Il perchè è presto detto: Bayard ci dimostra che se leggere un libro è senz’altro un atto di intelligenza, anche il non farlo, o farlo solo in parte, può essere (metodologicamente) importante.
Due ne sono le ragioni.
Per prima cosa, Bayard riflette sul fatto che i libri che ci sono realmente sconosciuti non sono quelli che non abbiamo mai letto quanto, piuttosto, quelli che non sono mai entrati nel nostro ambito percettivo e questo perché la cultura è soprattutto una questione di orientamento. Ne deriva che, più che il libro in sé per sé, conta la sua relazione con tutti gli altri libri che conosciamo e che formano la nostra “biblioteca interiore”. Ecco perché lo sconfinato numero di titoli che affolla il mondo dell’editoria non deve scoraggiarci: per potere parlare di un libro, infatti, basta averlo sfogliato o aver ascoltato o letto qualcuno che ne parlava o, comunque, conoscerne quanto meno l’esistenza.

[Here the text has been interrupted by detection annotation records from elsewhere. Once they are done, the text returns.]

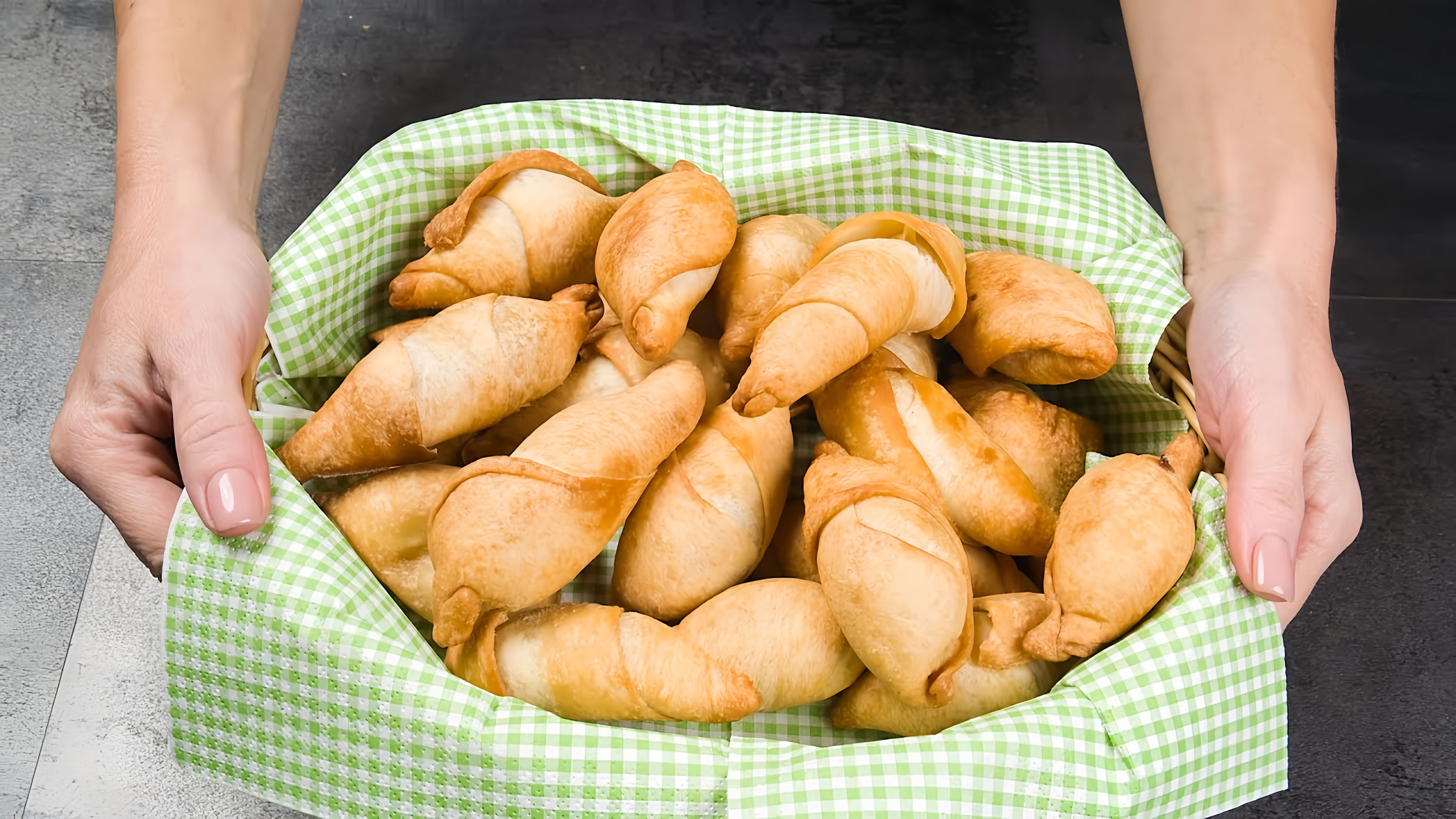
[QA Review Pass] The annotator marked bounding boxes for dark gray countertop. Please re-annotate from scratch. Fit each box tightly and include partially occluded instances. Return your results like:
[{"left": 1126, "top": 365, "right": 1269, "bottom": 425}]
[{"left": 0, "top": 0, "right": 1456, "bottom": 818}]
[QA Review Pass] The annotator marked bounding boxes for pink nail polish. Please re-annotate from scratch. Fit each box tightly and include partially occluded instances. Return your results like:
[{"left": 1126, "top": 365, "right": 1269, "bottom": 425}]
[
  {"left": 1246, "top": 535, "right": 1294, "bottom": 603},
  {"left": 207, "top": 469, "right": 268, "bottom": 536}
]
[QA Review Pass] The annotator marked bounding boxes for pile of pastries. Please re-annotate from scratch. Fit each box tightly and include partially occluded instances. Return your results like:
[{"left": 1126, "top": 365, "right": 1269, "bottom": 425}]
[{"left": 278, "top": 150, "right": 1203, "bottom": 735}]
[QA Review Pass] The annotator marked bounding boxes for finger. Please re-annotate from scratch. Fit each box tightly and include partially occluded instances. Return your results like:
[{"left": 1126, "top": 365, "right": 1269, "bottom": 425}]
[
  {"left": 1222, "top": 388, "right": 1308, "bottom": 603},
  {"left": 1274, "top": 401, "right": 1364, "bottom": 625},
  {"left": 51, "top": 405, "right": 182, "bottom": 577},
  {"left": 165, "top": 359, "right": 272, "bottom": 538}
]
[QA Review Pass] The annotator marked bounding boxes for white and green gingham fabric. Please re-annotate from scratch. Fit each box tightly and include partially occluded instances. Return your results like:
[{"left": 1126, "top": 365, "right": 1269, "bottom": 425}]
[{"left": 163, "top": 101, "right": 1287, "bottom": 818}]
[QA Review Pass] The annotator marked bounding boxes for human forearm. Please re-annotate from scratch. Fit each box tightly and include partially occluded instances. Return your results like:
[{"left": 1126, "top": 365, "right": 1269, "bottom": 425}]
[
  {"left": 115, "top": 0, "right": 300, "bottom": 229},
  {"left": 1123, "top": 0, "right": 1335, "bottom": 299}
]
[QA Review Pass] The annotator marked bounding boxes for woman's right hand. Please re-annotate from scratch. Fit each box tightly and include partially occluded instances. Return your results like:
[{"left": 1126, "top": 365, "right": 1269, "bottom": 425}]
[{"left": 51, "top": 201, "right": 271, "bottom": 574}]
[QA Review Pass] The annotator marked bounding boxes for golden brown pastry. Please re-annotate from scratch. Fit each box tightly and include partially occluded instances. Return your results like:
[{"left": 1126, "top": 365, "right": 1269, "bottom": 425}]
[
  {"left": 713, "top": 213, "right": 828, "bottom": 361},
  {"left": 830, "top": 612, "right": 1066, "bottom": 736},
  {"left": 278, "top": 284, "right": 601, "bottom": 482},
  {"left": 611, "top": 404, "right": 793, "bottom": 621},
  {"left": 446, "top": 603, "right": 759, "bottom": 723},
  {"left": 674, "top": 577, "right": 865, "bottom": 711},
  {"left": 804, "top": 442, "right": 971, "bottom": 707},
  {"left": 949, "top": 251, "right": 1117, "bottom": 383},
  {"left": 748, "top": 499, "right": 818, "bottom": 583},
  {"left": 313, "top": 464, "right": 456, "bottom": 621},
  {"left": 1025, "top": 433, "right": 1203, "bottom": 660},
  {"left": 462, "top": 324, "right": 734, "bottom": 464},
  {"left": 429, "top": 361, "right": 703, "bottom": 646},
  {"left": 389, "top": 150, "right": 626, "bottom": 311},
  {"left": 811, "top": 350, "right": 1056, "bottom": 555},
  {"left": 368, "top": 316, "right": 434, "bottom": 338},
  {"left": 961, "top": 541, "right": 1040, "bottom": 592},
  {"left": 732, "top": 211, "right": 965, "bottom": 415},
  {"left": 879, "top": 332, "right": 939, "bottom": 380},
  {"left": 597, "top": 162, "right": 738, "bottom": 361},
  {"left": 971, "top": 592, "right": 1051, "bottom": 669},
  {"left": 945, "top": 364, "right": 1102, "bottom": 512}
]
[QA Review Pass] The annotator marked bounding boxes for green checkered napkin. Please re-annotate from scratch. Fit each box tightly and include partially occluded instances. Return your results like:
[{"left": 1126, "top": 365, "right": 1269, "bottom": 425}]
[{"left": 163, "top": 101, "right": 1286, "bottom": 818}]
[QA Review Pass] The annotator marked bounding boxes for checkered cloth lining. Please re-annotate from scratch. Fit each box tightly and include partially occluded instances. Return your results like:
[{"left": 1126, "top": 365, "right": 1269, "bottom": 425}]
[{"left": 163, "top": 101, "right": 1287, "bottom": 816}]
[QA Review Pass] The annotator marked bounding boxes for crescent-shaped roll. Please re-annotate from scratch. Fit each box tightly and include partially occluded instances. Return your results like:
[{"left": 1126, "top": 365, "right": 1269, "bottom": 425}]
[
  {"left": 804, "top": 442, "right": 971, "bottom": 707},
  {"left": 462, "top": 325, "right": 734, "bottom": 464},
  {"left": 597, "top": 162, "right": 738, "bottom": 361},
  {"left": 1025, "top": 433, "right": 1203, "bottom": 660},
  {"left": 278, "top": 284, "right": 601, "bottom": 482},
  {"left": 830, "top": 612, "right": 1066, "bottom": 736},
  {"left": 748, "top": 499, "right": 818, "bottom": 583},
  {"left": 446, "top": 603, "right": 760, "bottom": 723},
  {"left": 945, "top": 364, "right": 1102, "bottom": 512},
  {"left": 429, "top": 361, "right": 703, "bottom": 646},
  {"left": 812, "top": 350, "right": 1056, "bottom": 555},
  {"left": 961, "top": 541, "right": 1040, "bottom": 592},
  {"left": 389, "top": 150, "right": 626, "bottom": 311},
  {"left": 611, "top": 404, "right": 793, "bottom": 621},
  {"left": 713, "top": 213, "right": 828, "bottom": 361},
  {"left": 732, "top": 211, "right": 965, "bottom": 415},
  {"left": 674, "top": 577, "right": 865, "bottom": 711},
  {"left": 949, "top": 251, "right": 1117, "bottom": 383},
  {"left": 879, "top": 332, "right": 939, "bottom": 380},
  {"left": 313, "top": 464, "right": 457, "bottom": 621}
]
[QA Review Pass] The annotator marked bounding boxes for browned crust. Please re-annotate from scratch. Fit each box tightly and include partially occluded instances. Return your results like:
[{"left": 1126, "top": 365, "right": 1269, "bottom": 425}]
[
  {"left": 810, "top": 347, "right": 945, "bottom": 507},
  {"left": 368, "top": 316, "right": 434, "bottom": 344},
  {"left": 425, "top": 149, "right": 607, "bottom": 249},
  {"left": 973, "top": 592, "right": 1051, "bottom": 669},
  {"left": 809, "top": 210, "right": 965, "bottom": 338},
  {"left": 804, "top": 440, "right": 955, "bottom": 574},
  {"left": 446, "top": 609, "right": 510, "bottom": 688}
]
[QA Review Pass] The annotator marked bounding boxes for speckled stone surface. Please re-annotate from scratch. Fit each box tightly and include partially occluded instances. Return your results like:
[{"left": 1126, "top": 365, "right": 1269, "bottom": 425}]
[
  {"left": 0, "top": 0, "right": 1456, "bottom": 819},
  {"left": 25, "top": 523, "right": 303, "bottom": 819}
]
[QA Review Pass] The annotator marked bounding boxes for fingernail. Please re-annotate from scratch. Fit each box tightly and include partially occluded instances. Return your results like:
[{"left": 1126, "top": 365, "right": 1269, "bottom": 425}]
[
  {"left": 207, "top": 469, "right": 268, "bottom": 535},
  {"left": 1246, "top": 535, "right": 1294, "bottom": 603}
]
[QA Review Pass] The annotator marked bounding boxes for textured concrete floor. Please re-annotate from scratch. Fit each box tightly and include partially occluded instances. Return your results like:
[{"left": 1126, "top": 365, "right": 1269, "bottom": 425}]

In secondo luogo, Bayard ricorda come già Oscar Wilde a fine ‘800 ritenesse una necessità fondamentale, “in una epoca in cui si legge e si scrive così tanto da non avere il tempo né di ammirare né di riflettere”, scegliere (con cura) i libri da non leggere (azione ben diversa, come detto, dal non conoscere).
Non vi è chi non veda come un tale suggerimento appaia fondamentale per orientarci nell’attuale periodo storico in cui, grazie all’intelligenza artificiale che consente di creare libri in pochi secondi, sembra finito, e per sempre, il tempo in cui – come sottolinea il giornalista Alard von Kittlitz – tutti i libri meritavano almeno l’attenzione di un lettore: il proprio autore.